追放された悪役令嬢ですが、モフモフ付き!?スローライフはじめました2
 ノアール様は「いたずらにお兄様を悲しませたくない」とそう言ったけれど、大切な弟が食べ物が喉を通らないくらい思い悩み、窶れていくのを前にして、見守ることしかできない。クロフはきっと、それこそを悲しく、そして不甲斐なく思っているのではないだろうか。
 だからこそ、私のクッキーに望みを見いだしたクロフは、あんなにも必死になって宮殿への同行を乞うたのだ。

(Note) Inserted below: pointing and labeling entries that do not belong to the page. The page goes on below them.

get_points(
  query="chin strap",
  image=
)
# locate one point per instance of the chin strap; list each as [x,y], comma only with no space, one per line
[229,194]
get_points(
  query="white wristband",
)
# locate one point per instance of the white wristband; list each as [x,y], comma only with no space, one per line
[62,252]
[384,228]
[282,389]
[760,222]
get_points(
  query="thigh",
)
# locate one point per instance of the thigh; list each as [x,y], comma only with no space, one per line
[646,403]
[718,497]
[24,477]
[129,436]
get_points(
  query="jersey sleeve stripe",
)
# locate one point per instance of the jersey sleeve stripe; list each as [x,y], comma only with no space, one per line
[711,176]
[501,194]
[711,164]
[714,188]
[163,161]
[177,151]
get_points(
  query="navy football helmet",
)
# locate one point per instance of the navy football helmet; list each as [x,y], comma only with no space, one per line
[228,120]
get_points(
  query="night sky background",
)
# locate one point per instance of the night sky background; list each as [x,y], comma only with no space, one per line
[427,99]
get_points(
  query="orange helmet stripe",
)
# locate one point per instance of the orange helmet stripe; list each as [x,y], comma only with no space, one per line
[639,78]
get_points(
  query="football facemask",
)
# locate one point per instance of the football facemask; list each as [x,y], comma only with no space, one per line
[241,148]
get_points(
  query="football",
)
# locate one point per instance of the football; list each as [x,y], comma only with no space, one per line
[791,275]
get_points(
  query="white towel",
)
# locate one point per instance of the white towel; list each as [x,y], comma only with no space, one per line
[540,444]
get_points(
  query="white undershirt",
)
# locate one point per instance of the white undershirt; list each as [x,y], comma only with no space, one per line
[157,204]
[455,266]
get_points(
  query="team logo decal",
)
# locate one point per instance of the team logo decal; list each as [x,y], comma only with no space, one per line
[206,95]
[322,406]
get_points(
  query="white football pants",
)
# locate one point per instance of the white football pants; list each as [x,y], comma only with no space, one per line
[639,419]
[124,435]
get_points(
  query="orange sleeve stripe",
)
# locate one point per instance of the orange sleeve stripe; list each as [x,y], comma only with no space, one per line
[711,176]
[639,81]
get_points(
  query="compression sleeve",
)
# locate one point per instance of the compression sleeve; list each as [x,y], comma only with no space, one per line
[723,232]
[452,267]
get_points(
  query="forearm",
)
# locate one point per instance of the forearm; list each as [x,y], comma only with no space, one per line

 ただしこれに関しては、ぽっと出の私が安易に口にしていいものではないと感じた。
「大丈夫ですよ、ノアール様。こうしてお兄様を思いやる優しいあなたが、おかしいわけがありません。だから不安に思わなくて、大丈夫です」
 ノアール様の不安が少しでも和らぐように、こんなふうに告げるのが精一杯だった。
 するとノアール様が、泣き笑いみたいな顔で私を見上げた。
「なんでだろうな。誰にも言うつもりなんてなかったのに、どうしてかアイリーンには言いたくなっちゃったんだ。……きっと今日が七回目の節目の日で、そうしてあなたがやわらかで優しくて、お母様みたいだからかな」
 私はこぼれそうになる涙をグッと堪え、ノアール様を抱く腕に力を篭めた――。